Plusieurs noms cités dans le récit de Joseph vont clairement référence à une époque bien plus récente que celle attribuée par la Bible pour l’installation des Hébreux en Egypte comme les noms de Cophnat-Panéah, Potiphar, Asnat qui ne sont usités qu’aux VIIe et Vie siècles avant J.-C. et pas à l’époque attribuée au récit de Joseph en Egypte.

Le récit biblique de l’exode a visiblement été construit à l’époque de la XXVIe dynastie, au cours de la seconde moitié du VIIe siècle et de la première moitié du Vie siècle avant J.-C.

Certes, les récits bibliques font allusion aussi à des événements réels qui se sont produits en Egypte, même si des Hébreux ne les avaient pas vécus, des chutes de Pharaons suite à des crises économiques, sociales et politiques graves, des révoltes, des invasions, etc.

Bien plus tard, des affrontements entre l’Egypte des Pharaons et les rois hébreux sont des faits réels historiques qui ont pu inspirer les auteurs. C’est le cas notamment à l’époque du roi Josias de Juda qui se heurte à l’Egypte de la XXVIe dynastie pharaonique. Israël profite alors de la chute du régime assyrien pour tenter d’occuper la région et est en concurrence pour cela avec l’Egypte.

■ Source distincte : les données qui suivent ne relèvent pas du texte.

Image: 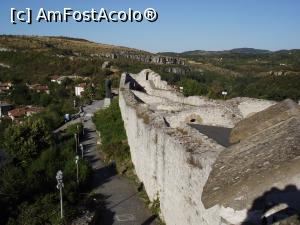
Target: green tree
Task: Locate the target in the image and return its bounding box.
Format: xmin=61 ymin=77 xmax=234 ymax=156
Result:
xmin=4 ymin=119 xmax=52 ymax=163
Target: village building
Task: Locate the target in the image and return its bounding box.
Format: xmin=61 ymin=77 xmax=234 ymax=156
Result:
xmin=28 ymin=84 xmax=50 ymax=94
xmin=0 ymin=82 xmax=12 ymax=94
xmin=8 ymin=106 xmax=44 ymax=121
xmin=50 ymin=75 xmax=63 ymax=84
xmin=75 ymin=83 xmax=86 ymax=97
xmin=0 ymin=102 xmax=13 ymax=118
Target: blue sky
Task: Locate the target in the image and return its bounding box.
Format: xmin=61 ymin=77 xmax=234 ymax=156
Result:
xmin=0 ymin=0 xmax=300 ymax=52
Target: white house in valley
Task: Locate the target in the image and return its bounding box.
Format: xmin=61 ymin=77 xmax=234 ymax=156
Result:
xmin=75 ymin=83 xmax=86 ymax=97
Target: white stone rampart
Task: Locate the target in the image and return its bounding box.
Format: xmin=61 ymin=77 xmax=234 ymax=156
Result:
xmin=119 ymin=70 xmax=282 ymax=225
xmin=119 ymin=74 xmax=224 ymax=225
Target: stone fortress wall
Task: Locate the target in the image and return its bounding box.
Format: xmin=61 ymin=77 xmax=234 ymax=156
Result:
xmin=119 ymin=70 xmax=298 ymax=225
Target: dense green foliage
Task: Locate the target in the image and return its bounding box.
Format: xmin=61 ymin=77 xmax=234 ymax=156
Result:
xmin=93 ymin=99 xmax=131 ymax=170
xmin=170 ymin=72 xmax=300 ymax=101
xmin=0 ymin=118 xmax=91 ymax=224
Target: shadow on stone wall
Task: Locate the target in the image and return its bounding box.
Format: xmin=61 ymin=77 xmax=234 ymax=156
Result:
xmin=242 ymin=185 xmax=300 ymax=225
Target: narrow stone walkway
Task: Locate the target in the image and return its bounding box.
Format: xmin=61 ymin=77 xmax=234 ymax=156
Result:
xmin=81 ymin=101 xmax=157 ymax=225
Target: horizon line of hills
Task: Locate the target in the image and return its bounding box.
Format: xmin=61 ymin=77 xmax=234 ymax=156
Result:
xmin=0 ymin=34 xmax=300 ymax=56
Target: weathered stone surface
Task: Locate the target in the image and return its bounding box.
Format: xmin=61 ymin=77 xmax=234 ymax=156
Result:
xmin=119 ymin=70 xmax=300 ymax=225
xmin=230 ymin=99 xmax=300 ymax=143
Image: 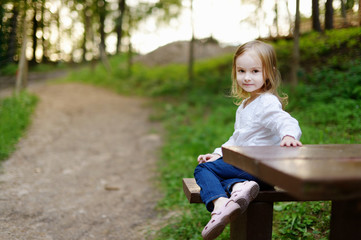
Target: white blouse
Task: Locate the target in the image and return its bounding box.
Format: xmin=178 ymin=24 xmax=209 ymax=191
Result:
xmin=214 ymin=93 xmax=302 ymax=156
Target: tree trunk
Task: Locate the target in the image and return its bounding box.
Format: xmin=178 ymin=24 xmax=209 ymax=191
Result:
xmin=312 ymin=0 xmax=321 ymax=32
xmin=31 ymin=1 xmax=39 ymax=64
xmin=6 ymin=3 xmax=19 ymax=63
xmin=98 ymin=0 xmax=106 ymax=55
xmin=188 ymin=0 xmax=194 ymax=83
xmin=40 ymin=0 xmax=48 ymax=62
xmin=341 ymin=0 xmax=347 ymax=26
xmin=325 ymin=0 xmax=333 ymax=30
xmin=291 ymin=0 xmax=300 ymax=88
xmin=115 ymin=0 xmax=126 ymax=54
xmin=274 ymin=0 xmax=280 ymax=37
xmin=15 ymin=2 xmax=28 ymax=94
xmin=358 ymin=0 xmax=361 ymax=26
xmin=82 ymin=2 xmax=92 ymax=62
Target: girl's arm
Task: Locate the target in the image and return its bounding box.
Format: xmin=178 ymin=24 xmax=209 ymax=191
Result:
xmin=280 ymin=135 xmax=302 ymax=147
xmin=257 ymin=94 xmax=302 ymax=146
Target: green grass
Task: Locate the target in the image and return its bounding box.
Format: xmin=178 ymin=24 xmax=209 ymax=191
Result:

Un autre point frappant, c’est l’absence totale, dans le texte biblique, de mentions de présence de l’Egypte des Pharaons en pays de Canaan entre 1500 et 1100 avant J.-C., alors que cette présence est attestée par les recherches archéologiques. Les cités-Etats de Canaan étaient vassales de l’Egypte avec laquelle elles échangeaient de multiples messages et marchandises dont on a gardé de nombreuses traces. Il y avait de nombreuses garnisons égyptiennes dans toute la région. Aucune trace de tout cela dans la Bible qui ne connaît visiblement pas la situation réelle du pays de Canaan pendant toutes les époques les plus anciennes. On retrouve tous les détails en question notamment dans les nombreuses lettres de Tell el-Amarna, des tablettes envoyées par l’Egypte aux chefs d’Etat de toute la région. La Bible prétend faire le récit de la conquête du pays de Canaan par les Hébreux au XIIIe siècle avant J.-C. mais l’ignorance complète de l’histoire réelle du pays de Canaan ne crédite nullement cette thèse. La plupart des historiens reconnaissent que Canaan est strictement soumis au pouvoir égyptien au XIIIe siècle avant J.-C. ce qui ne crédite pas la thèse des Hébreux conquérant Canaan en revenant de l’exode.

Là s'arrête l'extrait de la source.